Ten years later, Frank Robinson won handily against his AL peers, though Aaron drove in more runs in the NL and both Alou brothers hit for higher averages in the senior circuit.

Then came 1967, just a year later. Yaz had his sights set on it before the season began. Red Sox third base coach Eddie Popowski told Steve Cady of the New York Times in 1983, “He told me in spring training that year he thought he had a shot at it. He said, ‘It’s going to be great when every hit means something, when every putout means something.’”1 Yaz beat out Robinson for the AL batting total .326 to .311, and hit even more home runs than Aaron (44 to 39), though he tied for the home run lead with Harmon Killebrew. Yaz’s 121 RBIs topped Killebrew’s 113, and was 10 above NL champion Orlando Cepeda. He didn’t win the Major League Triple Crown, though, because the National League had a lot of very hot hitters. Roberto Clemente hit .357 to lead the league, and there were four other National Leaguers who hit for higher averages than did Yaz: Tony Gonzalez (.339), Matty Alou (.338), Curt Flood (.335), and Rusty Staub (.333.) Against the competition that really counts, to get your team to the World Series, Yastrzemski led his league.

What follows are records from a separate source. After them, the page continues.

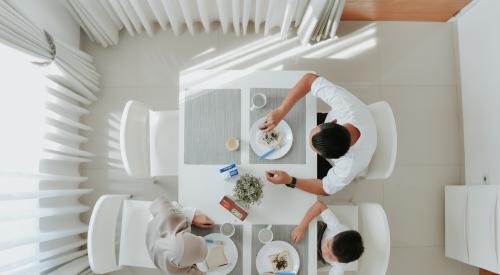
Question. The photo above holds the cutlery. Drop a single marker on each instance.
(210, 241)
(266, 154)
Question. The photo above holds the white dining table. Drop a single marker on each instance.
(201, 186)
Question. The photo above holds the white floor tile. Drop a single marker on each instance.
(421, 260)
(414, 203)
(427, 119)
(416, 53)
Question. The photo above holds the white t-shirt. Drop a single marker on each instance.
(333, 227)
(347, 108)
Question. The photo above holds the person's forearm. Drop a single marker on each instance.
(314, 186)
(298, 92)
(312, 213)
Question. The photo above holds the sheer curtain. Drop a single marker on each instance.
(45, 86)
(103, 19)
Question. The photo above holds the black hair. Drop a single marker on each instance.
(348, 246)
(332, 141)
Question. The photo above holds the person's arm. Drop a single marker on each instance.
(297, 93)
(313, 212)
(314, 186)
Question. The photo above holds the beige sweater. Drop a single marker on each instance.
(168, 218)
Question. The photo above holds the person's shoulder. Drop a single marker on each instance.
(336, 269)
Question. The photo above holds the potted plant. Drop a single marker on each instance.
(248, 190)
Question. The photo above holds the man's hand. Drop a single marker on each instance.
(272, 120)
(202, 221)
(278, 177)
(298, 233)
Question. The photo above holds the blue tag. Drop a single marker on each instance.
(227, 168)
(233, 172)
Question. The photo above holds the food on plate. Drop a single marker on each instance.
(270, 139)
(281, 262)
(216, 257)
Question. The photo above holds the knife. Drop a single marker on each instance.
(266, 154)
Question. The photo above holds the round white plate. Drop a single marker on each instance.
(262, 261)
(229, 249)
(260, 149)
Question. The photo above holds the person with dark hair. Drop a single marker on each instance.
(344, 140)
(337, 244)
(171, 245)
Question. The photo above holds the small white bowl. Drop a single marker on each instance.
(232, 144)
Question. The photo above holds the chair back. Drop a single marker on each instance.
(374, 227)
(384, 158)
(102, 239)
(135, 219)
(134, 139)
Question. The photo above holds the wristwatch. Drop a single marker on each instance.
(293, 183)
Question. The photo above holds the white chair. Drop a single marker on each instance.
(384, 158)
(374, 228)
(148, 141)
(114, 214)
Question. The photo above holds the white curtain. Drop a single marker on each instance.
(103, 19)
(42, 101)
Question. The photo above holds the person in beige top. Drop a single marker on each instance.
(170, 243)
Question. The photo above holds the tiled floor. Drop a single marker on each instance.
(410, 65)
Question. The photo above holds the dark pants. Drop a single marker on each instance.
(322, 165)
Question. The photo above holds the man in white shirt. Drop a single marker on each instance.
(171, 245)
(347, 139)
(337, 245)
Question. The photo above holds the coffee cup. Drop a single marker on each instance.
(227, 229)
(266, 235)
(258, 101)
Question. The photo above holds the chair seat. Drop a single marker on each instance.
(163, 143)
(135, 219)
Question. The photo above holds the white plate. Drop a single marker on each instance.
(262, 261)
(229, 249)
(260, 149)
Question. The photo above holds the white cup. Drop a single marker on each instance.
(258, 101)
(266, 235)
(227, 229)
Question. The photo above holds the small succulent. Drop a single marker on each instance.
(248, 190)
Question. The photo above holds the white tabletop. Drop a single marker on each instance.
(202, 187)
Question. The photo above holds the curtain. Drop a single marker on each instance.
(103, 19)
(46, 86)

Yastrzemski also led the American League in runs scored, hits, total bases, runs produced, on-base percentage, slugging average, and a number of more sophisticated statistical categories. It was very definitely a very good year. Yaz also won batting titles in 1963 and 1968, but 1967 was the only year he led the league in either home runs or RBIs. It made a great deal of difference in the year of the Impossible Dream. Accompanied by any number of stellar and timely defensive gems, 1967 will long be remembered as the Year of Yaz.

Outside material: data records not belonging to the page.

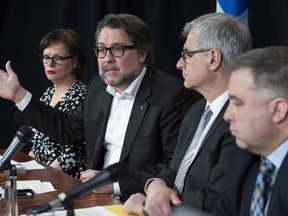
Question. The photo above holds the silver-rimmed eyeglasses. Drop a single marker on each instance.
(116, 50)
(56, 59)
(186, 54)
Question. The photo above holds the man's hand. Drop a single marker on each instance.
(134, 203)
(159, 199)
(10, 87)
(89, 174)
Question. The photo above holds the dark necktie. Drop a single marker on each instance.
(263, 188)
(188, 158)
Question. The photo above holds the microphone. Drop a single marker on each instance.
(109, 175)
(23, 136)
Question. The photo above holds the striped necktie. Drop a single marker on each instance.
(188, 158)
(263, 188)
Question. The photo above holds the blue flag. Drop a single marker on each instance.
(237, 8)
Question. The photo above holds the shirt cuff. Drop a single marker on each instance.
(149, 181)
(24, 102)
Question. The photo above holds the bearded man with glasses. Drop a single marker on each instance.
(132, 111)
(199, 169)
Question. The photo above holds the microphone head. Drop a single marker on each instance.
(24, 134)
(116, 171)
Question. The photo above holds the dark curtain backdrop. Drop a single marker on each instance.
(24, 23)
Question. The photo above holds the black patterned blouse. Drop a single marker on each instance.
(72, 158)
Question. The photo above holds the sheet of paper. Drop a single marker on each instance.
(36, 185)
(30, 165)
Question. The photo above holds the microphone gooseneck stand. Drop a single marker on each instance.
(13, 191)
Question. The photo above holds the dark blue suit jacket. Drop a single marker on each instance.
(236, 199)
(152, 131)
(208, 174)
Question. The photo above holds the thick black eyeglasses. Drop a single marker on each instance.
(185, 54)
(56, 59)
(116, 50)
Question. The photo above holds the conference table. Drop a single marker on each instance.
(61, 182)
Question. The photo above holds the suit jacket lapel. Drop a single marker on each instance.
(101, 108)
(279, 189)
(217, 121)
(192, 129)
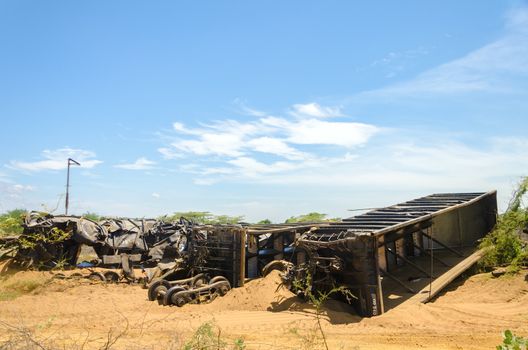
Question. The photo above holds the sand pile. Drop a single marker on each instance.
(262, 294)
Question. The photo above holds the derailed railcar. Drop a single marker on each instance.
(365, 252)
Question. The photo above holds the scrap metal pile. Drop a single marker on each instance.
(187, 262)
(48, 241)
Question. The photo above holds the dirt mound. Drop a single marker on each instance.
(470, 315)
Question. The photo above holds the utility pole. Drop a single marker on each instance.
(70, 162)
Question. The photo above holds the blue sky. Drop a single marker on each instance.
(263, 109)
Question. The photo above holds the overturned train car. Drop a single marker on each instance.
(369, 253)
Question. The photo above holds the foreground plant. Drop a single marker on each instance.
(512, 342)
(504, 245)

BILL NOWLIN was one of the first fans to the mound when Jim Lonborg induced the final out and the Red Sox won the 1967 pennant. He was elected as SABR’s Vice President in 2004 and re-elected for five more terms before stepping down in 2016, when he was elected as a Director. He is also the author of dozens of books on the Red Sox or Red Sox players, including “Ted Williams At War” and “Love That Dirty Water: The Standells and the Improbable Victory Anthem of the Boston Red Sox” (both from Rounder Books.) He has written Johnny Pesky’s biography (Mr. Red Sox) and co-edited a series of Red Sox “team books” written by numerous SABR authors that focus on different years when the Red Sox fielded exceptional teams, including: ‘”75: The Red Sox Team that Saved Baseball” (2005); “The 1967 Impossible Dream Red Sox” (2007); “When Boston Had The Babe: The 1918 Red Sox” (2008); and “Lefty, Double-X, and The Kid: The 1939 Red Sox, a Team in Transition” (2009). He is also co-founder of Rounder Records of Cambridge, Massachusetts. He’s traveled to more than 100 countries, but says there’s no place like Fenway Park.

 

Note

1 Steve Cady, “Yastrzemski Seeks The Perfect Swing In His Final Innings,” New York Times, September 26, 1983: C5.